5.4 Creating features (Format 2) requires .cr
Example:
yame unpack cpg_reference.cr | gzip > cpg_ref.bed.gz
bedtools intersect -a cpg_ref.bed.gz -b chromhmm.bed -loj -sorted \
| bedtools groupby -g 1-3 -c 7 -o first \
| cut -f4 \
| yame pack -f2 - > ChromHMM.cm
6. Choosing or Building a CpG Reference
Most users rely on prebuilt .cr files, e.g.:
- hg19: CpG_nocontig CR file
- hg38: CpG_nocontig CR file
- mm10, mm39: Available via KYCGKB repositories
Custom genomes:
# Build your own CpG reference
grep -E -o 'CG' -b genome.fa \
| awk '{pos=$1; ... construct BED rows ... }' \
> cpg_coords.bed
yame pack -f7 cpg_coords.bed > cpg_reference.cr
7. When NOT to Use Format 7
Do NOT use Format 7 for:
- Storing methylation data → use Formats 0,1,3,4,5,6
- Storing mask or feature annotations → use Format 2
- Storing per-sample or bulk CpG calls → use Formats 0/3/4
Format 7 is strictly a reference coordinate container.

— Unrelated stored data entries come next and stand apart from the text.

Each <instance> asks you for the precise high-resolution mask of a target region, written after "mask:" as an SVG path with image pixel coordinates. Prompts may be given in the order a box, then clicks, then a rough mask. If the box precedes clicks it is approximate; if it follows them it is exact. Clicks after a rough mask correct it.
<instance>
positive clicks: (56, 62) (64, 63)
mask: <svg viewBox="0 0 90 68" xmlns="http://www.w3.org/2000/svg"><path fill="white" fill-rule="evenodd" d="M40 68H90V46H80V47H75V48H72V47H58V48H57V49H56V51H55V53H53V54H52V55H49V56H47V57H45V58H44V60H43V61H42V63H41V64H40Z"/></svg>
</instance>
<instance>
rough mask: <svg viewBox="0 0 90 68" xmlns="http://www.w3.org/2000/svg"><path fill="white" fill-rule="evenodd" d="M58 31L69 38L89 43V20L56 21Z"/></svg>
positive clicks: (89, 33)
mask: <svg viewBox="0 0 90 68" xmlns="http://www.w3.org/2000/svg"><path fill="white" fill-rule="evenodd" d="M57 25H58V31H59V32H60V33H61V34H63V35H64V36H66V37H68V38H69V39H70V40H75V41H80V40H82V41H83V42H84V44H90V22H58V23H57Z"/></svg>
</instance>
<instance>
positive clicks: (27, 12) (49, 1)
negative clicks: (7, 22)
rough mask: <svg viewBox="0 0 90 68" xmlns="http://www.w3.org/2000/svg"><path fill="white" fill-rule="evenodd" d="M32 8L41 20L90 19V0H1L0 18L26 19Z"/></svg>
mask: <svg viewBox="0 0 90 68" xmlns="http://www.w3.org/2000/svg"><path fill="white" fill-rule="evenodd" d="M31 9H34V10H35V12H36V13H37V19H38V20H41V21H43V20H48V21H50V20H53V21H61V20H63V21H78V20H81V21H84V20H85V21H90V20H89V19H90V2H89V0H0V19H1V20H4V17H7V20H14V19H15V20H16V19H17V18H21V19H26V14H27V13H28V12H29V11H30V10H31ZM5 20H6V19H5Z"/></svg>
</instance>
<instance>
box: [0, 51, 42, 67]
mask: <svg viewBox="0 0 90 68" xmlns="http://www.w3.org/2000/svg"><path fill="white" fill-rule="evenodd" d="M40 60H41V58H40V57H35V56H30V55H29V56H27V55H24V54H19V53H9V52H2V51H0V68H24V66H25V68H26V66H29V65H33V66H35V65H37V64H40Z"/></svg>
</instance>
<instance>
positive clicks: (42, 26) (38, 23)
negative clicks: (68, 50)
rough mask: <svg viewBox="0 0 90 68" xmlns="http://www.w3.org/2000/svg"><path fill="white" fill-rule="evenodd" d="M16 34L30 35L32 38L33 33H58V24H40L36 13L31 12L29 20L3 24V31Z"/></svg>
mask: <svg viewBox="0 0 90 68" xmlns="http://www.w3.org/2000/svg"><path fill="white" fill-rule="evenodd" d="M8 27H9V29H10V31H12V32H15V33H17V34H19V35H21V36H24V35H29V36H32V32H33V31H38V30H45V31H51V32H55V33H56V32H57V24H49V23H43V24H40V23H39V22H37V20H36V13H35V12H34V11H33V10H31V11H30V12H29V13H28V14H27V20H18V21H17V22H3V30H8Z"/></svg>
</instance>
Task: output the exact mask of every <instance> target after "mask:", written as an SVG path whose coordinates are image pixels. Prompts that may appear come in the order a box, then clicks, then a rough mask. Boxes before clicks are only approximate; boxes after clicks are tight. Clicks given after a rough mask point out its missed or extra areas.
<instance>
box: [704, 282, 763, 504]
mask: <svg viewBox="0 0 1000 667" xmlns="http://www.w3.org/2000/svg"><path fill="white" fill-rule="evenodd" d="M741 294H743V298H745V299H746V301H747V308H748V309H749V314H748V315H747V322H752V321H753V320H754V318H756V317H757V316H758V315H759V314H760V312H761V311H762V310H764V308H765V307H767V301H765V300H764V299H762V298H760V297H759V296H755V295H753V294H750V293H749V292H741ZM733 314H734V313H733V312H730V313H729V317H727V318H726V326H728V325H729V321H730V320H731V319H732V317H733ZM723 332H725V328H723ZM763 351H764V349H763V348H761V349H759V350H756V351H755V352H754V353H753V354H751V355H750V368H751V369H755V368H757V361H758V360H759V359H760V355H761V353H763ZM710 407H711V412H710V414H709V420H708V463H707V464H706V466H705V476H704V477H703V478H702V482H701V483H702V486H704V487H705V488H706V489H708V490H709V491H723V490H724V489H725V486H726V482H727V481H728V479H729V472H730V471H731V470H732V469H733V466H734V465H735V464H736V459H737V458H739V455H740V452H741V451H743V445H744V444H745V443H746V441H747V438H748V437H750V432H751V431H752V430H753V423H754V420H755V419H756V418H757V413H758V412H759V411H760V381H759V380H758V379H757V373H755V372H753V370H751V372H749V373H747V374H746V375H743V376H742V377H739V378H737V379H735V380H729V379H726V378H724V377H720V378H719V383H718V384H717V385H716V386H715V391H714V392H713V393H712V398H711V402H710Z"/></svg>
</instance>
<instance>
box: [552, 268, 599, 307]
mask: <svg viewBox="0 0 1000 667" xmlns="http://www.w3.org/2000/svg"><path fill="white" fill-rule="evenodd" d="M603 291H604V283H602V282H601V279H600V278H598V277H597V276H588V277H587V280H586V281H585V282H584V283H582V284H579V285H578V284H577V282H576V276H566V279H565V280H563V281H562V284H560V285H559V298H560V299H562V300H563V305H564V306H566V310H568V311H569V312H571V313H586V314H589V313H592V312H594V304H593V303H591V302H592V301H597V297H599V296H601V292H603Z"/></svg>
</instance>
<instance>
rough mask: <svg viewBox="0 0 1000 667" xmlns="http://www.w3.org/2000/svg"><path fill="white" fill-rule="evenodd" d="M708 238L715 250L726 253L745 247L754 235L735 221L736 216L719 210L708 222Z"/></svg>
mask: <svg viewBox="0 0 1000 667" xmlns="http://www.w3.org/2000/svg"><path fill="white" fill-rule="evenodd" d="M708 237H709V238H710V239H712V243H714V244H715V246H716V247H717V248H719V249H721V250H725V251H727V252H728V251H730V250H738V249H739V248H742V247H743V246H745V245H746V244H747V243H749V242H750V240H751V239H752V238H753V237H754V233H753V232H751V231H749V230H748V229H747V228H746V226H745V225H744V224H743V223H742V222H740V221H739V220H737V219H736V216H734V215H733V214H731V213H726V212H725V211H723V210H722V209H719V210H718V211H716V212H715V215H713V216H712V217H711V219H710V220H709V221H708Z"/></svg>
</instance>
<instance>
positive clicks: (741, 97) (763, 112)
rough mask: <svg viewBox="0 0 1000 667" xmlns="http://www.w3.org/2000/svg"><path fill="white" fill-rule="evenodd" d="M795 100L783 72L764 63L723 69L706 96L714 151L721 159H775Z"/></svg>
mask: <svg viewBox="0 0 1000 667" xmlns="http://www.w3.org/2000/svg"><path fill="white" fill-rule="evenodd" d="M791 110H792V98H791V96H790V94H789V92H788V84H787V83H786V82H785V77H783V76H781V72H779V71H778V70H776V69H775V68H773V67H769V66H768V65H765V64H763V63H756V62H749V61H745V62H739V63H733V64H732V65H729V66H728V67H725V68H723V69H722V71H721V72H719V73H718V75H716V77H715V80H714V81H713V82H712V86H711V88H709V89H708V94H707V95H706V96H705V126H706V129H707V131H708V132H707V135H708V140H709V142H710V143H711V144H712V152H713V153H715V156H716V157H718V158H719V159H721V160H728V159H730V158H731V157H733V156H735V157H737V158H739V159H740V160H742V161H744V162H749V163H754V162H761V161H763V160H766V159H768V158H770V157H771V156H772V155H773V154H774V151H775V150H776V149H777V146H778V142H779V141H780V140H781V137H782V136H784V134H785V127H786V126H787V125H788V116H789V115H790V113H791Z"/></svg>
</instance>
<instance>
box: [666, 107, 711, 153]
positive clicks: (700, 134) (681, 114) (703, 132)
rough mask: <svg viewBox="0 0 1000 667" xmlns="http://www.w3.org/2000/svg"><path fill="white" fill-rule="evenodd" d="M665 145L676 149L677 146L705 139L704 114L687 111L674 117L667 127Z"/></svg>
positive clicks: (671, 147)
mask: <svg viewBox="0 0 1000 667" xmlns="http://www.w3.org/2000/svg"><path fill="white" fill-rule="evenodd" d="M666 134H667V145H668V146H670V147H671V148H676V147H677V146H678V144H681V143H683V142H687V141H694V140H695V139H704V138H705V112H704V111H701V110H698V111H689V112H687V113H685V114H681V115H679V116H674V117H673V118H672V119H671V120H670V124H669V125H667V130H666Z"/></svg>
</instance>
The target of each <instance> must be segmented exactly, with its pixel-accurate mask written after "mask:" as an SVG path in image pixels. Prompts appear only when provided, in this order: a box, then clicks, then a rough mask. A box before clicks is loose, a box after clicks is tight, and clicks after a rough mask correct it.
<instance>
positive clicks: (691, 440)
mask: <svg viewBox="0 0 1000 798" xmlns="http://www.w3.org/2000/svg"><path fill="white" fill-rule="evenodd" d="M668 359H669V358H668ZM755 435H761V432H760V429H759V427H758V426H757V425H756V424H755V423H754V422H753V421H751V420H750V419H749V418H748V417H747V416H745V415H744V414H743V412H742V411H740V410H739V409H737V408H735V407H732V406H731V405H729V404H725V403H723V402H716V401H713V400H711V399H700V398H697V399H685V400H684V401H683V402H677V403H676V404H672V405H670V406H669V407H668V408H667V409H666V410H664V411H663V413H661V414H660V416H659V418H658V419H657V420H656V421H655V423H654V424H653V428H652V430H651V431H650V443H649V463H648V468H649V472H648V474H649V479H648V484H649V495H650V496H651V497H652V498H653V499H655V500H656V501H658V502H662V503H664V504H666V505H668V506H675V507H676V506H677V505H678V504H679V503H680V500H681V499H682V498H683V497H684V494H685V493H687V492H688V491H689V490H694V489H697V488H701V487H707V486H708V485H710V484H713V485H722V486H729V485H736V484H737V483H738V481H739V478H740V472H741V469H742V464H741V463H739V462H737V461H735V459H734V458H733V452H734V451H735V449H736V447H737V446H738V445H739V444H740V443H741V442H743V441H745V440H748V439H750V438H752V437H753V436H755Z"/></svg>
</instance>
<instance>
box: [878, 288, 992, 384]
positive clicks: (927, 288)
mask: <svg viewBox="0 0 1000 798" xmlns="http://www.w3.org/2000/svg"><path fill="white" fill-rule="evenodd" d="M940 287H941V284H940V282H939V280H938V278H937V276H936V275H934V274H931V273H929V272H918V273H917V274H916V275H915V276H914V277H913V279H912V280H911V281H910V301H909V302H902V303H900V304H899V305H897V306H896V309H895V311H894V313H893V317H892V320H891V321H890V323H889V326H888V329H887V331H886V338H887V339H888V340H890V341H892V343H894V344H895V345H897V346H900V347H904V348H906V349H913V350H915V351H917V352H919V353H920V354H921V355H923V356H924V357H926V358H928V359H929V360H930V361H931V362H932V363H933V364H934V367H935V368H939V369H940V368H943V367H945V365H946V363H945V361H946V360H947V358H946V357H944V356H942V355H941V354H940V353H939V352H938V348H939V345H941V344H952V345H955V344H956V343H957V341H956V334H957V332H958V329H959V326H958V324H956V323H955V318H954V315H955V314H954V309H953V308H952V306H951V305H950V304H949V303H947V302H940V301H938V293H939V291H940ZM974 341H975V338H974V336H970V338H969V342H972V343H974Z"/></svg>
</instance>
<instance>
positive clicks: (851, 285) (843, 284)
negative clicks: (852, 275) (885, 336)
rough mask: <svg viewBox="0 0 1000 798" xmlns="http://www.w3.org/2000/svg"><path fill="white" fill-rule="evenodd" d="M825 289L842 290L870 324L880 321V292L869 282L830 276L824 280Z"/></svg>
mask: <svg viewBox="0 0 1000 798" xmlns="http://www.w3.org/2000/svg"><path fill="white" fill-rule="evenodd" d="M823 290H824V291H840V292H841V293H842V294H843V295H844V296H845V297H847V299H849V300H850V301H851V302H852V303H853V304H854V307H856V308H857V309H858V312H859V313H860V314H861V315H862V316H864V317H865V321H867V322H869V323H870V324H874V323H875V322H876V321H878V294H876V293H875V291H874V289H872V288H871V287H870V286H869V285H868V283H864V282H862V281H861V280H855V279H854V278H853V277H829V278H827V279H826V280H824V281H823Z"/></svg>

8. Minimal End-to-End Example
# 1. Unpack the reference CpGs
yame unpack cpg_nocontig.cr | gzip > cpg_ref.bed.gz
# 2. Align your BED data to reference CpGs
bedtools intersect -a cpg_ref.bed.gz -b peaks.bed -loj -sorted \
| cut -f4 \
| yame pack -fb - > peaks.cg
# 3. Create a feature file using ChromHMM
zcat ChromHMM.bed.gz \
| bedtools intersect -a cpg_ref.bed.gz -b - -loj -sorted \
| bedtools groupby -g 1-3 -c 7 -o first \
| cut -f4 \
| yame pack -f2 - > chromhmm.cm
# 4. Summarize enrichment
yame summary -m chromhmm.cm peaks.cg > enrich.txt
Format 7 is the foundation of all YAME workflows: It defines CpG identity, ordering, genomic position, and compatibility across all .cg and .cm files. A correct and consistent .cr file ensures that your entire methylation analysis pipeline remains coherent, efficient, and reproducible.